Indeed, according to the latest CBRE OccupierView—a report that analyzes the nation's office market from the tenant's perspective—the balance between landlord- and tenant-favorable markets are tipping toward ownership in several major US cities. Atlanta is one of them.
CBRE points to tightening conditions challenging tenants from both cost and availability perspectives in most downtown areas. The report also shows little change in suburban office markets.
Drilling down into the numbers, Atlanta, overall office vacancy in Atlanta has dropped below 20%, nearing the pre-recession levels, according to CBRE's Southeast research director Dan Wagner. The core submarkets of Buckhead and Central Perimeter are most sought after for tenant relocation and expansion, and consequently, prime markets for potential new development.
“Market fundamentals have improved incrementally over the last several quarters in core urban and suburban submarkets,” Wagner says. “Conditions in areas such as Buckhead and Central Perimeter have recovered to a point where rents are experiencing some growth and concessions are tightening.

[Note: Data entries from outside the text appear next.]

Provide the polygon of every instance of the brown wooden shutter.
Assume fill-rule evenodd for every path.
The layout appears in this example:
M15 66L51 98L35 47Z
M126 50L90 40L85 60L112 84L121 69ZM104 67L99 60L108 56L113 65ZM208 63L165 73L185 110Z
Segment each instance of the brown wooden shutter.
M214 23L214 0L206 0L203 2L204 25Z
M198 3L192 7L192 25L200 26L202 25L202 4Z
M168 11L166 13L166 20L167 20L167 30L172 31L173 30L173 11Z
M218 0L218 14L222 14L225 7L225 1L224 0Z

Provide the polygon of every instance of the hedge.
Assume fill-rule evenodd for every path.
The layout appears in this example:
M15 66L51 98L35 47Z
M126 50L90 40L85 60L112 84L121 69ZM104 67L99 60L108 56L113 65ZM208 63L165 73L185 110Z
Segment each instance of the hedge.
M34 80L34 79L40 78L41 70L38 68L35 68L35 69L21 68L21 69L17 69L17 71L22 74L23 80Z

Consequently, a lack of suitable large-block space options in these markets has favored landlords and also spurred new speculative development activity.
All told, the metro Atlanta area posted 808,179 square feet of positive net absorption in the second quarter. Overall asking rental rates for Atlanta's office market increased slightly in the second quarter of 2014. The average overall asking rate increased by 14-cents per square foot to an average of $20.51 per square foot. Those figures further support a landlord's market.
Pulling back the lens, the US vacancy rate gradually declined over the past three years and is at the mid-point between its pre-recession low and recessionary peak of 14.5% in the second quarter of 2014. Downtown markets in Denver, Houston, San Francisco, Manhattan, Atlanta, Boston, and Seattle are landlord-favorable, while Dallas-Ft. Worth, Los Angeles, Philadelphia, Chicago and Washington, DC, are still tenant-favorable, but approaching a tipping point.
“By virtually all metrics, the second quarter of 2014 was one of the most robust in years in the office market with more than 15 million square feet of positive net absorption—the highest quarterly figure since 2007,” says Colin Yasukochi, director of research and analysis for CBRE. “Healthy job growth and historically low levels of new construction means that companies need more space to put these employees, but with limited new supply, we're now seeing a supply-demand imbalance in many key markets. This is very positive for landlords, but challenging for tenants.”
Leasing activity in almost every market is being led by the high-tech sector. High-tech companies accounted for 19.9% of all US major leasing activity in the first half of 2014. Financial services and business services were the second and third most active sectors, at 12.4% and 10.6%, respectively.
“Tightening labor markets and rising rents are causing tenants to be more focused on location strategies,” says Whitley Collins, who leads CBRE's Occupier Services Division in the Americas. “As we move toward owner-favorable markets in some downtown areas, tenants who have leases coming due in the next three to five years need to lock in long-term leases in downtown areas now, or consider relocation to a suburban office market where tenants continue to be in the driver's seat.”